Shims are any piece of code that intercept an API call (in web development, a request for a feature in HTML5, CSS or JavaScript) and provide alternative programming. Polyfills (a term invented by developer Remy Sharp) are a simplified shim, in the sense that they are usually “drop in” code added to a page that replicates a particular feature for browsers that don’t yet have support.

This code is usually (but not exclusively) JavaScript, often combined with CSS and possibly substitute HTML markup. There are many established polyfills, often providing multiple solutions to the problem of legacy browser support for HTML5 and new features in CSS and JavaScript.

There are a few things to be wary of when employing polyfills, however:

  1. Polyfills themselves have limited browser support. While they are written to gain broad legacy support for older browsers, every polyfill has its limit: when it comes to Internet Explorer, for example, some only work in version 8 or higher. You should carefully research the browsers and versions visiting your site using a tool like Google Analytics and choose polyfills with appropriate support.

  2. Be careful of dependencies. In order to gain a wider support with older browsers, polyfills sometimes use a framework like JQuery to ensure compatibility. This framework must be loaded for the polyfill to work.

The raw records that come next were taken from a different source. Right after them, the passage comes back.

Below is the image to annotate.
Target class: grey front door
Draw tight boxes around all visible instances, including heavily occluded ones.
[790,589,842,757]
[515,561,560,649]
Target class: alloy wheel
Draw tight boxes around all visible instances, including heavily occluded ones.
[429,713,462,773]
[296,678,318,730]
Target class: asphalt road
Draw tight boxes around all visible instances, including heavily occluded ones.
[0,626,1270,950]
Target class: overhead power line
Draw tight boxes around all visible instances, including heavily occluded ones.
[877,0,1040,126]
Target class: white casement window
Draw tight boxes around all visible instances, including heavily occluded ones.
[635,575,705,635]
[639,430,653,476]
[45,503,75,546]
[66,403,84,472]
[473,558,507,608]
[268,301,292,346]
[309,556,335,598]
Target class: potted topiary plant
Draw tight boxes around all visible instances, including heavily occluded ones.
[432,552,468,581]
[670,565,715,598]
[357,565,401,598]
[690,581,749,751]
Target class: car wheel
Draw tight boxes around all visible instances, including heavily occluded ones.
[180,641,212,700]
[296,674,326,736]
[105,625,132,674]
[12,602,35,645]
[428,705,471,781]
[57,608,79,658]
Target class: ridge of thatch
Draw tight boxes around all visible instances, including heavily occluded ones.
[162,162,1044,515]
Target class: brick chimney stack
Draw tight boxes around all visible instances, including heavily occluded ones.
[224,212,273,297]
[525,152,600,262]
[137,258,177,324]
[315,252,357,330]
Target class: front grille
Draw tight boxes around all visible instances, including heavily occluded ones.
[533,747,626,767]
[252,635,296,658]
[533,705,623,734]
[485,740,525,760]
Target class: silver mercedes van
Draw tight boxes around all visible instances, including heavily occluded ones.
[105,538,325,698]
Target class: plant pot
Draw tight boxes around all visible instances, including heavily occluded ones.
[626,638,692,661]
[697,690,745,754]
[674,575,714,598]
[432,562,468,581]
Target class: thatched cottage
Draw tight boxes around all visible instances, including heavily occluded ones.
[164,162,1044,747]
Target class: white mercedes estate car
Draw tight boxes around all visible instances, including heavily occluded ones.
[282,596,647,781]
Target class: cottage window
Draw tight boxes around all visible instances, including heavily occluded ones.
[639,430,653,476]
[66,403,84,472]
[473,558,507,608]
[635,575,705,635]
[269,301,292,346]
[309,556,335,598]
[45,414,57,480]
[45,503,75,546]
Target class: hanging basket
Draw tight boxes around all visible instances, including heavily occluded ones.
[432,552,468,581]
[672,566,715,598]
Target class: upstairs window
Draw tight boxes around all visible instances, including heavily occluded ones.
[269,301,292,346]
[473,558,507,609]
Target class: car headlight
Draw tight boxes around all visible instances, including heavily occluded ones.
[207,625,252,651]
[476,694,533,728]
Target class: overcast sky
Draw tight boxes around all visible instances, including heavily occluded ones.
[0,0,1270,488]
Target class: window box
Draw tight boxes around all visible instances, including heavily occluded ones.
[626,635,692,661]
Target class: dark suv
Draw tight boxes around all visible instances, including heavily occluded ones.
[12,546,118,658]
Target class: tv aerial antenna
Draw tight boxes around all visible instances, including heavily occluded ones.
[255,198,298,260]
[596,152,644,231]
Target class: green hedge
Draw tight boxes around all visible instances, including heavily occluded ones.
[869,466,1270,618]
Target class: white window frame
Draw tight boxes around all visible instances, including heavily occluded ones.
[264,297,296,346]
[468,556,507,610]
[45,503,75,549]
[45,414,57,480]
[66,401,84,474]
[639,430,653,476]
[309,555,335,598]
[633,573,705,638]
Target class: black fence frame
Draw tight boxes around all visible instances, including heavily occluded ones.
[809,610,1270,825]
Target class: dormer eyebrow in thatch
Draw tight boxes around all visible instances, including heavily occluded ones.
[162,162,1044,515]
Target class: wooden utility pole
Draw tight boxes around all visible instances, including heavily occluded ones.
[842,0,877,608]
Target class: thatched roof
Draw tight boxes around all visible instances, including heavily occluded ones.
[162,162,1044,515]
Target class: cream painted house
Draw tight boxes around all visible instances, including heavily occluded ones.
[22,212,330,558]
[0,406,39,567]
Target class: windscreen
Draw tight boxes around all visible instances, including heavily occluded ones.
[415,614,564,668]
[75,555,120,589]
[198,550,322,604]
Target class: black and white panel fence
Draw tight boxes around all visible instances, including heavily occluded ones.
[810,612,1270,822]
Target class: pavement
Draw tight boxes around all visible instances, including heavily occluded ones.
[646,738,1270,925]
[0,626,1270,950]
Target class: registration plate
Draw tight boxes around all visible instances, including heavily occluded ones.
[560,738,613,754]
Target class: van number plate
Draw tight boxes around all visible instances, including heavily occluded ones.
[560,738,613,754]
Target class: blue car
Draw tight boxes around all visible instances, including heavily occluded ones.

  3. Employ conditional loading where possible. You don’t want to load a bunch of irrelevant JavaScript for browsers that already have support for that feature. Conditional loading tests the browser first, and only loads the polyfills needed for that page in that particular browser. A tool like polyfill.io can automate this process; by adding the following at the start of your document:

    <script src="https://cdn.polyfill.io/v2/polyfill.min.js"></script>

    …you can have the service detect the browser and load only the polyfills needed. In recent browsers, employing @supports can also be useful.

It’s very important to note that polyfills are temporary solutions to browser support issues: eventually the share of legacy browsers visiting your site that don’t have support for the feature you need will wither away to the single digits, at which point you should probably remove the polyfill entirely.